In an effort to boost the market, producers in OPEC+ have decided to reduce their voluntary oil output for the first quarter of next year. However, this decision has caused a decline in crude prices.
After meeting virtually on Thursday, Saudi Arabia, Russia, and other OPEC+ members—who produce over 40 percent of the world's oil—released a statement compiling the declarations of voluntary reductions made by their respective nations. Brazil was extended an invitation by OPEC+ to join the organisation.
Following the OPEC+ producers' agreement to the reduction, oil prices experienced a decline after increasing by almost 1 percent earlier in the session. The benchmark price of Brent crude for February futures at 18:36 GMT was around 2 percent less than USD 81 per barrel.
The group met to discuss 2024 output amid forecasts that the market faces a potential surplus, and a 1 million barrel per day (bpd) voluntary cut by Saudi Arabia is set to end next month.
In the face of economic uncertainties, geopolitical tensions, and inflationary pressures, global oil demand has displayed remarkable resilience, riding on the normalisation of demand and China's steady reopening.
Pulkit Agarwal, Head of India Content at S&P Global Commodity Insights, sheds light on the current scenario and anticipates a potential slowdown in demand growth for 2024 and 2025 once the current influencing factors recede.

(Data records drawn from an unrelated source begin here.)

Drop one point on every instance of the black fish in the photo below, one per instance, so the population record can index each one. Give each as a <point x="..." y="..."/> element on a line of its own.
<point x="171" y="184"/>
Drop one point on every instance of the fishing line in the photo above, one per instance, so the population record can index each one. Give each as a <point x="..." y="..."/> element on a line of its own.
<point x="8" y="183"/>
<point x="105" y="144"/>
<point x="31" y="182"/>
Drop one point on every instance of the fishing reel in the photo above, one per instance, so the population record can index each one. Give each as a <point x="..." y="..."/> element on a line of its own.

"Despite challenges, non-OPEC+ supplies continue to surge, acting as a potential counterbalance to the expected decline in demand growth. The decisions taken by OPEC+ on production cuts become pivotal, given their substantial influence on market dynamics," Pulkit stated before the OPEC+ decision was released.
According to S&P Global Commodity Insights' supply-demand balances, an oversupply is expected, leading to stock builds in the first half of 2024, with some deficit seen only by Q3 2024.
"The future trajectory of oil prices heavily depends on OPEC+'s decision on November 30th, projecting a scenario where oil prices could hover above USD 80/bbl and potentially breach USD 90/bbl by Q3 2024," Pulkit told Businessworld prior to OPEC+'s decision being released.
Shifting gears to the energy transition front, Gauri Jauhar, Executive Director of Energy & CleanTech Consulting at S&P Global Commodity Insights, emphasises the intricate balance India faces in navigating the energy transition and security.
"As India strives for sustainable growth aligned with its goal to become an upper-middle-income economy by the mid-2030s, the transition will unfold gradually, guided by economic shifts in mobility, urbanisation, and reliability," Gauri added.
S&P Global Commodity Insights' scenarios project a modest decline in fossil fuels in the primary energy mix and a rise in renewables in the base case.
Gauri underlined, "In a "green rules" scenario, a more significant transition is anticipated, marked by substantial declines in fossil fuels and an increase in renewables. In the challenging "discord scenario," a just energy transition narrative unfolds with minor changes in the primary energy mix."
As the energy sector braces for 2024, the experts underline the complex interplay of global oil dynamics and India's nuanced approach to a sustainable energy future. The decisions made in the coming months, both within OPEC+ and on the broader policy front, will undoubtedly shape the trajectory of the energy landscape in the years to come.